No one in this house knocks. They storm, they demand, they walk in like they own the floor beneath their feet—and maybe they do. But knocking? That’s reserved for one person. One person who still carries something like decency in her hands, even if the rest of us are dripping with everything but.

Luna.

My heart stutters like a traitor, and I scramble off the bed so fast I nearly trip over my own shame. I lunge toward the bathroom like it’s sanctuary, like tile walls and a sink will save me from the one person I’m not ready to see—will probably never be ready to see again.

But Silas grabs me by the collar like I’m a child and he’s the damn authority on bad decisions. “Nope,”

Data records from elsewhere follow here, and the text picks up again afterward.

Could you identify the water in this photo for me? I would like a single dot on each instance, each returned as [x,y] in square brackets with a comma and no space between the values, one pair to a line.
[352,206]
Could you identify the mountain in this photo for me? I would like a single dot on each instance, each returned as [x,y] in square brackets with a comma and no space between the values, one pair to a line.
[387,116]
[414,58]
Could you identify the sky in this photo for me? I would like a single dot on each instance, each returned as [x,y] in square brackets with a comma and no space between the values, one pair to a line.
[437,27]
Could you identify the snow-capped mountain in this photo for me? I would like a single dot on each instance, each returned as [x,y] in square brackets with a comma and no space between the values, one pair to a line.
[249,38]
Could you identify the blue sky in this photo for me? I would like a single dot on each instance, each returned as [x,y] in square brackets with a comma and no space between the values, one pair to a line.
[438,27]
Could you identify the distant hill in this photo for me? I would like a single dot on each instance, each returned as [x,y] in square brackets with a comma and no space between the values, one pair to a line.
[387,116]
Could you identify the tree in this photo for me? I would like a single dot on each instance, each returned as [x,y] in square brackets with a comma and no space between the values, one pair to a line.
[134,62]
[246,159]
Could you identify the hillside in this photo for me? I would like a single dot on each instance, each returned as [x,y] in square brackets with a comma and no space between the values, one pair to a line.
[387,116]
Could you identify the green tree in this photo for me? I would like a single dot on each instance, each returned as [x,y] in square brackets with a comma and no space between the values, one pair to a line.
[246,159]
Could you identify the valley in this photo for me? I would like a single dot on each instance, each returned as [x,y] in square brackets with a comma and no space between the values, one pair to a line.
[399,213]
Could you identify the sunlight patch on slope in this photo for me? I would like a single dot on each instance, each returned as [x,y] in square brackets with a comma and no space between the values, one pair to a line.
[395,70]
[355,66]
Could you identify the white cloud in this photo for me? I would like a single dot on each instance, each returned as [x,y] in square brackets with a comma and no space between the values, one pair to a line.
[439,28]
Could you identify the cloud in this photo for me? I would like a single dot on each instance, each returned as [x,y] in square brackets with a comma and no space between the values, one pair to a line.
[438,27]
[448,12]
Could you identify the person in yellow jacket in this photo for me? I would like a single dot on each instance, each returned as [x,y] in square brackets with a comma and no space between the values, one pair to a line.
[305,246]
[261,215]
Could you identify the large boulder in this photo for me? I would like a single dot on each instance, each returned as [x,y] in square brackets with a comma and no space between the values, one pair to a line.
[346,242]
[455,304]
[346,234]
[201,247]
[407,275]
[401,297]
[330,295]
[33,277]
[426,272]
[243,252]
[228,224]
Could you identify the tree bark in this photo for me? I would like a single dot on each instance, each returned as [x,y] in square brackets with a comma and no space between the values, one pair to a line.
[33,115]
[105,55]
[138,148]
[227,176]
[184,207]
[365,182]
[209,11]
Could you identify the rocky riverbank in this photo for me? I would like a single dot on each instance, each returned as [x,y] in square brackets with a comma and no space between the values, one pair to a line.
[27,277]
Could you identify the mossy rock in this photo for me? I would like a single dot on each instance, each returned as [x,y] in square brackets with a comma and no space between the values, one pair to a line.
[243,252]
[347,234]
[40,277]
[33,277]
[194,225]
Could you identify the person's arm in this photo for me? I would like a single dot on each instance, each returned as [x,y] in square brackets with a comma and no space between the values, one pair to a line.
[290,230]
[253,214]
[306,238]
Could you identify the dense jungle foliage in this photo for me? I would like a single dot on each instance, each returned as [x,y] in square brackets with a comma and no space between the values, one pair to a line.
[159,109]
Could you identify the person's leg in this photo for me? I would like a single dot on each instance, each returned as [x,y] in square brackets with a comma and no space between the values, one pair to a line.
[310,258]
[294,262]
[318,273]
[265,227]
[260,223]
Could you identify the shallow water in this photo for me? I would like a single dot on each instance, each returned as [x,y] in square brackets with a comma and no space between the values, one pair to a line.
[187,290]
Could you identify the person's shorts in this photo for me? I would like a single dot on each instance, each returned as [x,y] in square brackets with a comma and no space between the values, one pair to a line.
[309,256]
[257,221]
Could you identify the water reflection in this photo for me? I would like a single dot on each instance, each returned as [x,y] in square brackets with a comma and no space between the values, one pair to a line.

he mutters, grinning like the devil. “You’re not running from her. Not when you’re half-bonded and full-dumb.”

“I will kill you in your sleep,”

I whisper.

“Hot,”

he says, dragging me backwards like I weigh nothing. “Now smile pretty, Casanova.”

He opens the door without ceremony, without warning me, without giving me a second to breathe.

And there she is.

Luna.

Hair messy like she forgot to care, eyes sharper than any weapon I’ve ever held. She’s standing there in leggings and a hoodie that’s probably mine—gods help me—and she looks at me like she doesn’t regret asking if I was okay. Like she still wants to ask it again, just to be sure.

I forget how to speak. Or breathe. Or lie.

Silas claps a hand on my shoulder and says, “He’s been crying, but only in a really masculine way. Very dignified. Lots of sniffles, very few sobs.”

“Silas,”

Luna says, voice flat but soft in that way that makes me ache. “Get out.”

Silas’s grin stretches wider. “You got it, princess.”

He pats my cheek before he goes, murmuring just loud enough for me to hear, “Don’t cry on her, yeah?”

Then he’s gone, and it’s just her.

Me.

And the bond humming low between us like something unfinished, a song waiting for the next chord—and I don’t know if it’ll end in a crescendo or a collapse. But I can’t run anymore.